Cet argent virtuel a donc généré du travail réel et de grande amplitude. Cependant, le travail des gold farmers est plutôt mal perçu par les vrais joueurs. Ces derniers ne manquent d’ailleurs pas de lancer de véritables fatwas à l’égard des professionnels du jeu en ligne. Pour eux, pas de doute, « les gold farmers chinois doivent mourir ». D’un autre côté, face à l’explosion de cette économie parallèle, des mesures ont été prises afin de sanctionner les farmers, les punitions pouvant aller jusqu’à l’exclusion du jeu. Or une telle sanction peut se révéler conséquente pour le ‘travailleur’ de WoW:


« Pour les farmers, le prix à payer pour l’expulsion de WoW peut-être exorbitant. Il signifie, tout au moins, une baisse temporaire de la productivité, parce que le personnage doit être à nouveau entièrement façonné, mais aussi la perte de tout le butin accumulé sur le compte de ce personnage. Vu les enjeux, certaines entreprises chinoises ont réalisé que le meilleur moyen d’échapper aux poursuites des farmers est de faire en sorte qu’il soit difficile de distinguer les professionnels des autres joueurs. »
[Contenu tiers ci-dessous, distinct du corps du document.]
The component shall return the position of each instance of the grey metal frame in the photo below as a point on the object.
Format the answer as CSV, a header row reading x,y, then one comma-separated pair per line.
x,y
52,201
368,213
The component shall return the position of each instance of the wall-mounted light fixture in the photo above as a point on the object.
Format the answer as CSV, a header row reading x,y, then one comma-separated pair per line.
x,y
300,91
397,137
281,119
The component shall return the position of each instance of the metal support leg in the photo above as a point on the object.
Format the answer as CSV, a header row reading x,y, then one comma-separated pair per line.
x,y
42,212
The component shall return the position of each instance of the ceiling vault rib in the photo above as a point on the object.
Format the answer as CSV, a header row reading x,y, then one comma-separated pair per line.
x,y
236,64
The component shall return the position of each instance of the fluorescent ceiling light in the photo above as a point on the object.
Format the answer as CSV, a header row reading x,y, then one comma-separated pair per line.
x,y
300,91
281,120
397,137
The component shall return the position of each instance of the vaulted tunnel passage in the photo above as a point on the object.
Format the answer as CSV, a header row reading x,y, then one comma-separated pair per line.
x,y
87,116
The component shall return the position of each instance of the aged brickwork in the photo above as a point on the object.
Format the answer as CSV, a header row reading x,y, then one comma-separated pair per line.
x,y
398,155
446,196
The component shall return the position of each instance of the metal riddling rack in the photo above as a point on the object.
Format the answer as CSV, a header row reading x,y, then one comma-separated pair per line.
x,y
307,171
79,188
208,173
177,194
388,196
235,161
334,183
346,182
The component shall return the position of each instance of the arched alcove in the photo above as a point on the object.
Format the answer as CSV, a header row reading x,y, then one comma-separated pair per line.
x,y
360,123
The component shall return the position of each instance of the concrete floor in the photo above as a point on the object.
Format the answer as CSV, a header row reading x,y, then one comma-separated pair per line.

Certaines firmes de cet acabit sont en outre spécialisées dans le power leveling, ce système « permet aux clients de sortir de la routine de World of Warcraft, sauf qu’au lieu de fournir les armes et l’argent pour le faire, il le fait à leur place. Confiez votre compte, mot de passe, et environ trois cent dollars, et retournez à votre vraie vie pour un temps ». Ce système possède également la qualité d’occasionner moins de fermeture de compte. Cependant, ce système de jeu ne plait pas tellement aux employés qui doivent souvent composer avec un personnage qu’ils ne connaissent pas et ainsi s’en acclimater.


A travers son intrusion dans le milieu des gold farmers chinois, Julian Dibbel livre un reportage assez fascinant qui fut toutefois publié pour la première fois en juin 2007 dans le New York Time Magazine. On peut facilement imaginer qu’en 5 ans les choses ont quelque peu évoluées, cependant, cet article est agrémenté d’une superbe cartographie de l’économie virtuelle (rapporté par la banque mondiale en 2011). On pourra donc retrouver l’intégralité de cet article dans le Feuilleton de Printemps toujours disponible chez les bons libraires.